2. Wave-particle duality
LET'S TAKE LIGHT AS an example. Maybe you have heard the expression light wave
or photon
, which one is correct? In fact, they are both correct statements, light has both particle and fluctuation, I use two experiments to explain its fluctuation and particle nature.
Fluctuation of light: Double slit interference experiment, you can see the light through the two slits, the formation of light and dark stripes on the screen, indicating that light has the characteristics of coherent superposition and interference. Just like when two beams of water waves meet, they will stir up bigger waves in some positions, and in some positions two water waves cancel each other out, which is interference.
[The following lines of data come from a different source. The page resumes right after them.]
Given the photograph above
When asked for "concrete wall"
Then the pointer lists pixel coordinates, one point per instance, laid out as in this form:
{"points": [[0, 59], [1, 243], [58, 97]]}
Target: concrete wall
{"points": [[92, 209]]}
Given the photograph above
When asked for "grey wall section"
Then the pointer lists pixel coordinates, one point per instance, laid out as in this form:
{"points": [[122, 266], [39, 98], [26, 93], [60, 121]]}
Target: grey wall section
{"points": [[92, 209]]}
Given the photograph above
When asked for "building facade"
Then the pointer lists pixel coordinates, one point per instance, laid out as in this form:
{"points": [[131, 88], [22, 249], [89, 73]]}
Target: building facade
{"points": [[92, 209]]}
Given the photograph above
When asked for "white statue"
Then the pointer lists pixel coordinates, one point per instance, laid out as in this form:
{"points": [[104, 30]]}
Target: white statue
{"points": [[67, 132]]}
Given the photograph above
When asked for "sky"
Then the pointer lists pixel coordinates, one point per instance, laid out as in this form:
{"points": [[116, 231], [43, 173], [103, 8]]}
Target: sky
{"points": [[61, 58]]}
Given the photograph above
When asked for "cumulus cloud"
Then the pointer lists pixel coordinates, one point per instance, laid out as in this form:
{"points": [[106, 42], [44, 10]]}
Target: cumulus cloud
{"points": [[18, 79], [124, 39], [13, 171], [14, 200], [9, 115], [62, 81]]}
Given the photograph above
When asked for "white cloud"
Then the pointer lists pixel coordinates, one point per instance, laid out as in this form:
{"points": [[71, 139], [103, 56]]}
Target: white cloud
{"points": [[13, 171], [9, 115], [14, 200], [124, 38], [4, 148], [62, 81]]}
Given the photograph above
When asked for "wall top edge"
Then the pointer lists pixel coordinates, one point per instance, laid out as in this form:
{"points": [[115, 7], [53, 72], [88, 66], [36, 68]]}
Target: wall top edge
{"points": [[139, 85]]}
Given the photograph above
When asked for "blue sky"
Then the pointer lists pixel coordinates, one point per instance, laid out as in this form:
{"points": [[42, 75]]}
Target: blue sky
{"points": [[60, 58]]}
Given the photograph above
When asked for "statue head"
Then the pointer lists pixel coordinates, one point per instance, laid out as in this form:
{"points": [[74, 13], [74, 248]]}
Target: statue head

The particle nature of light: the photoelectric effect experiment, you can see that when light shines on a metal surface, it causes the metal to emit electrons, indicating that light has energy and momentum and can collide with matter.
So what else has wave-particle duality besides light? In fact, electrons, protons, and all other microscopic particles have wave-particle duality. But are they the only ones? The book you are reading, the drink you are drinking, and even you, all have wave-particle duality, and we are both a physical particle and a wave. But why don't we usually feel or observe the properties of our waves
? Because according to De Broglie's formula, a 60kg person walking at 1m/s has a wavelength of only 10 minus 35 meters, which is much smaller than the nucleus of an atom, so in the macroscopic world, it is almost impossible to observe the volatility of objects, and they show more of their particle nature.
3. Uncertainty principle
THE UNCERTAINTY PRINCIPLE is an important principle of quantum mechanics, which shows that a pair of conjugate physical quantities of a particle cannot be measured or determined precisely at the same time. For example, position and momentum are a pair of conjugate physical quantities; the smaller the uncertainty of position, the larger the uncertainty of momentum, and vice versa. It indicates that some physical quantities of a quantum system (such as position and momentum) cannot be measured exactly at the same time and there is a minimum uncertainty between them.
It is worth noting that the uncertainty principle is not caused by the limitations of measurement methods or technical capabilities, but by the wave-particle duality and superposition of quantum states in the quantum system itself.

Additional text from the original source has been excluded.